SummaryWe undertook a study of hepatic concentrations of vitamin K (vitamin K1 or phylloquinone, vitamin K1‐epoxide, and menaquinones) in 18 infants, ages 1‐8 days, with or without vitamin K1 supplementation. The infants who had no supplementation had a total hepatic storage ranging between 0.1 and 0.9 μg. Also, hepatic storage of phylloquinone was poor (< 1 μg) when compared with daily requirements. Moreover, we did not detect any menaquinone in the livers of these infants in our study. The prophylaxis applied to the other infants was very efficient. Hepatic vitamin K1 concentrations, obtained <24 h after administration, were very high (62.8‐93.5 μg/g). Vitamin K1‐epoxide concentrations were high, which proved the efficiency of the vitamin K cycle.

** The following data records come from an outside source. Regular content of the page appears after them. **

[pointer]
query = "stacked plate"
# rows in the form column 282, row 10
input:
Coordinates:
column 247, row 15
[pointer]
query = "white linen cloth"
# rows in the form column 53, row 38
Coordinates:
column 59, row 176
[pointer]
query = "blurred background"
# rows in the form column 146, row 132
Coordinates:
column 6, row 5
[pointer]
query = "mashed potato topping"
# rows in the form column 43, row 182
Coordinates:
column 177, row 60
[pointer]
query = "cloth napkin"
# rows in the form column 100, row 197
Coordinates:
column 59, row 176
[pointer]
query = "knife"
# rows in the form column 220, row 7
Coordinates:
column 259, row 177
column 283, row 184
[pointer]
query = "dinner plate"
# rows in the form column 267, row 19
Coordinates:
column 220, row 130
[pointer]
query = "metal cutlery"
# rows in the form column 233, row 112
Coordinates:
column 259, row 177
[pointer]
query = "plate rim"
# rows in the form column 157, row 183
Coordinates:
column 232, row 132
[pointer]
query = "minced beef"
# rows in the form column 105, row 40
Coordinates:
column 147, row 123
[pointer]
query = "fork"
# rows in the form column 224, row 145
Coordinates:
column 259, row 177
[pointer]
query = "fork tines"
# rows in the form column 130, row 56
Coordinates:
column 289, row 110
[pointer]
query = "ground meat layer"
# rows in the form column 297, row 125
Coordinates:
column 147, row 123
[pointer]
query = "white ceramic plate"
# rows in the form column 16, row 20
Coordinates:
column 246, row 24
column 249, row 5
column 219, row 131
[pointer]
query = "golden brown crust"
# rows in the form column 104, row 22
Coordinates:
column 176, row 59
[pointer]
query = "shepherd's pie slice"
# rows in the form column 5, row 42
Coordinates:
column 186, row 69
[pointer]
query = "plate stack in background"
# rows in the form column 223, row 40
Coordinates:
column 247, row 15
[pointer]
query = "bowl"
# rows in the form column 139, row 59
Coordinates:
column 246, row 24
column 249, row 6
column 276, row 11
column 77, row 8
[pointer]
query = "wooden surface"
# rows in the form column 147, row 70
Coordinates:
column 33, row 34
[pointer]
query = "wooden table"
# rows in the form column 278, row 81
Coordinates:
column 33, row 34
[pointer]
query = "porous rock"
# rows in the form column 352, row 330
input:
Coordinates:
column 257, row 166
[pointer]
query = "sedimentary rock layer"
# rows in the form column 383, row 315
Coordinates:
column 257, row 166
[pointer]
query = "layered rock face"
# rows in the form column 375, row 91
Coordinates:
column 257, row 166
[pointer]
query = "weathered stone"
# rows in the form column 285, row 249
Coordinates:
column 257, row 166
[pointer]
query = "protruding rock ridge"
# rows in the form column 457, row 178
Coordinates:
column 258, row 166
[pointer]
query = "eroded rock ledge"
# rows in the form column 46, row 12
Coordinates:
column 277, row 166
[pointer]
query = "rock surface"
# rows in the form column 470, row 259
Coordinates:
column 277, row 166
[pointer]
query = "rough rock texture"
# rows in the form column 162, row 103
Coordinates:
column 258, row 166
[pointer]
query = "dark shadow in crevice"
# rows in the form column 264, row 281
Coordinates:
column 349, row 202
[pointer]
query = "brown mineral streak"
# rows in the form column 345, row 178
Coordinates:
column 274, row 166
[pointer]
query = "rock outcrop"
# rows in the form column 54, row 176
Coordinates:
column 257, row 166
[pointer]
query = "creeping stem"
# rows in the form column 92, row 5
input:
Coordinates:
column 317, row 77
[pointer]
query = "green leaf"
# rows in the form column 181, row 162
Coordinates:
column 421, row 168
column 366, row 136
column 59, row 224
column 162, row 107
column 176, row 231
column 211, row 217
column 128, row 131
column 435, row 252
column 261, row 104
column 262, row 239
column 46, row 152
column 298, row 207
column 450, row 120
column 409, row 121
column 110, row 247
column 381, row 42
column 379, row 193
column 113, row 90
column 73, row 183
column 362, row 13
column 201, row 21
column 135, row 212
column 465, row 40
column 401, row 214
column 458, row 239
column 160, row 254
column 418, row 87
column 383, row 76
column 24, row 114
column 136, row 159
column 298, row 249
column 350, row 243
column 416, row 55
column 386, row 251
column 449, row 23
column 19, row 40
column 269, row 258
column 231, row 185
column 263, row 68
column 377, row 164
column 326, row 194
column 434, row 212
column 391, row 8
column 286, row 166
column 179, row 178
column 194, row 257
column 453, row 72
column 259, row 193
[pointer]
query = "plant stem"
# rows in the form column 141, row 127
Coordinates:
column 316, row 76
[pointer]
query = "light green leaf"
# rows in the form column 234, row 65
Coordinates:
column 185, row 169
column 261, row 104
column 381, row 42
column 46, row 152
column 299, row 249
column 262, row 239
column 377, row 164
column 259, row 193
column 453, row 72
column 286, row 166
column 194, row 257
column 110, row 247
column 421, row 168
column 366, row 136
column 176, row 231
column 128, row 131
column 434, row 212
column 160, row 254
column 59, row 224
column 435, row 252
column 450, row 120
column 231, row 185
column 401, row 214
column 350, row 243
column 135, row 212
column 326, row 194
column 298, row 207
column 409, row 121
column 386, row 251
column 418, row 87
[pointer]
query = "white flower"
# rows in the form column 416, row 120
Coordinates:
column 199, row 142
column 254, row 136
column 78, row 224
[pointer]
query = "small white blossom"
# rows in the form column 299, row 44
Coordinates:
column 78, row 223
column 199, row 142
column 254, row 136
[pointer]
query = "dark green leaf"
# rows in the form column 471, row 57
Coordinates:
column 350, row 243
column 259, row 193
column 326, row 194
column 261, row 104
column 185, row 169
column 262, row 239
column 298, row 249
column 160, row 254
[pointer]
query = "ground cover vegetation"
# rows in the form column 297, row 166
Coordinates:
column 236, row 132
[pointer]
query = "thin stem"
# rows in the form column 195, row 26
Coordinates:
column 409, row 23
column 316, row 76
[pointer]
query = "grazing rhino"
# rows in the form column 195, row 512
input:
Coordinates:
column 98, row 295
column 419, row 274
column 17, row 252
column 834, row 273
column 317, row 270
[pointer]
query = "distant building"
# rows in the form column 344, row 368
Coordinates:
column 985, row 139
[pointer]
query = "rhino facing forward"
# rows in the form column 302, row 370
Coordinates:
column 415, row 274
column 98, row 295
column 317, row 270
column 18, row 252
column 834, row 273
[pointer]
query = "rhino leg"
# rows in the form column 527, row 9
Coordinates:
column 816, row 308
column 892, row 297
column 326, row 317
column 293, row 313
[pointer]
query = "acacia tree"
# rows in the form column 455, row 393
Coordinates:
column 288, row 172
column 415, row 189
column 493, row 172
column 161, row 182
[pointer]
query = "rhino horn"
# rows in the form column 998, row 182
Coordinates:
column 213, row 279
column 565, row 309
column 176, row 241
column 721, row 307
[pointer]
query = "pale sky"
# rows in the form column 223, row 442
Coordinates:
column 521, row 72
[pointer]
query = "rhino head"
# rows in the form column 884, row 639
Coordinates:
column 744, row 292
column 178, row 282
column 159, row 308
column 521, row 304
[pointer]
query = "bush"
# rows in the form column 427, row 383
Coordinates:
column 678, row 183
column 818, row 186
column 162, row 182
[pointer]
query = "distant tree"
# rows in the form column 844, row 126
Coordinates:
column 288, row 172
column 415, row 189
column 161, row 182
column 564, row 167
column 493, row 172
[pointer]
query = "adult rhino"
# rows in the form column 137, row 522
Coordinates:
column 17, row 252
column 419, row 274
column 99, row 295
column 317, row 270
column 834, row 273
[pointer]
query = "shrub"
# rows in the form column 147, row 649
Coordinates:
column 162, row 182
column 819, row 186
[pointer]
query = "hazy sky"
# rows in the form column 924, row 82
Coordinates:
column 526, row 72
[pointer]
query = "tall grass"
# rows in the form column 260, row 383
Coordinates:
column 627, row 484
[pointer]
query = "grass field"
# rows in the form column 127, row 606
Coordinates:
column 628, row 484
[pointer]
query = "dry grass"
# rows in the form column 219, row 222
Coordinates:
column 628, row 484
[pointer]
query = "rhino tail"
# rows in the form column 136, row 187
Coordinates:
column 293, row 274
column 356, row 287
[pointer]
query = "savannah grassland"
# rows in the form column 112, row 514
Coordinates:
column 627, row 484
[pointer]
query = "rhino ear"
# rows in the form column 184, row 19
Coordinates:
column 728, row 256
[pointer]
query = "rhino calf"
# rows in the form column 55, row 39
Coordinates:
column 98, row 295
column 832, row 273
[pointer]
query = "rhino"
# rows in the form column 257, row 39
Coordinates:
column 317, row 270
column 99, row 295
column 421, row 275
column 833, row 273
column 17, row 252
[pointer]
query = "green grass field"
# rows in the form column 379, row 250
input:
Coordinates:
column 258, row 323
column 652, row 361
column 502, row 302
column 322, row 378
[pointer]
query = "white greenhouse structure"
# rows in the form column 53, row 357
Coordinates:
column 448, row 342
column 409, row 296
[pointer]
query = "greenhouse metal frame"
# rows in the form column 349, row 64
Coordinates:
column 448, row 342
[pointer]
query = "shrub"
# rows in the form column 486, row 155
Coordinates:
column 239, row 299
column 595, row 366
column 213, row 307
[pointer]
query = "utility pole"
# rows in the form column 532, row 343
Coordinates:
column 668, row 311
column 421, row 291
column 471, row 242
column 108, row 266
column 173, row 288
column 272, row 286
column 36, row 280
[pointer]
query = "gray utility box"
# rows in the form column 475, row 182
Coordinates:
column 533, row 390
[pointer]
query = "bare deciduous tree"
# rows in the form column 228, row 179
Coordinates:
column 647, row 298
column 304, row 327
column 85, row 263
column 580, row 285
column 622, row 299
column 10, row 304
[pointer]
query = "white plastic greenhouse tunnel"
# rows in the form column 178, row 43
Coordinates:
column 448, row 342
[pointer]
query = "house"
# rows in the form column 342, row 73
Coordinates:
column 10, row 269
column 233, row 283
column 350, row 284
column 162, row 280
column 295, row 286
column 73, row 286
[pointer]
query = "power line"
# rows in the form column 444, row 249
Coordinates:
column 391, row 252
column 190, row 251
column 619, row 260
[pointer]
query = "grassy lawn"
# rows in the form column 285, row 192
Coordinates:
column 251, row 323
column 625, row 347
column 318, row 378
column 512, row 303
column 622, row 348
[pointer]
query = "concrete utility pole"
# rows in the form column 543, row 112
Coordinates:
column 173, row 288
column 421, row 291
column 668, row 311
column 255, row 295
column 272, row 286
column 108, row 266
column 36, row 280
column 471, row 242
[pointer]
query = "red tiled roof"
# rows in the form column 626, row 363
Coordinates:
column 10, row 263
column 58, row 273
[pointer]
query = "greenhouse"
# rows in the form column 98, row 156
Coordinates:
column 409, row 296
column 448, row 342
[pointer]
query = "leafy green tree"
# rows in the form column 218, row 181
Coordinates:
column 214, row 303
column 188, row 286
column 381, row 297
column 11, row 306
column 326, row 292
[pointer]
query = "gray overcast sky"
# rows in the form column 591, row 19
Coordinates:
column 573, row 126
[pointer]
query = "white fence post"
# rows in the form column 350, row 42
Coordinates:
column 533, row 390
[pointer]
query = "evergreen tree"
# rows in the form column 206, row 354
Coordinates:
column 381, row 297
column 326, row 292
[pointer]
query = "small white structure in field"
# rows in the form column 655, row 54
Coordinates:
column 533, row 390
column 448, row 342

In contrast, the decrease in vitamin K1 concentrations was also very rapid, since the median value after 48 h was 8.4 μg/g and only 2.9 μg/g 5 days after administration. However, hepatic total storage after 5 days in one infant with vitamin K1 supplementation was much higher (112 μg) than in infants who had not received supplementation. In conclusion, hepatic phylloquinone storage at birth was poor (<1 μg). The newborn infant might be in a situation of potential deficiency. After prophylactic oral administration of phylloquinone, uptake by the liver was quite satisfactory, but concentrations dropped quickly. However, phylloquinone hepatic storage remained elevated (112 μg) after 5 days.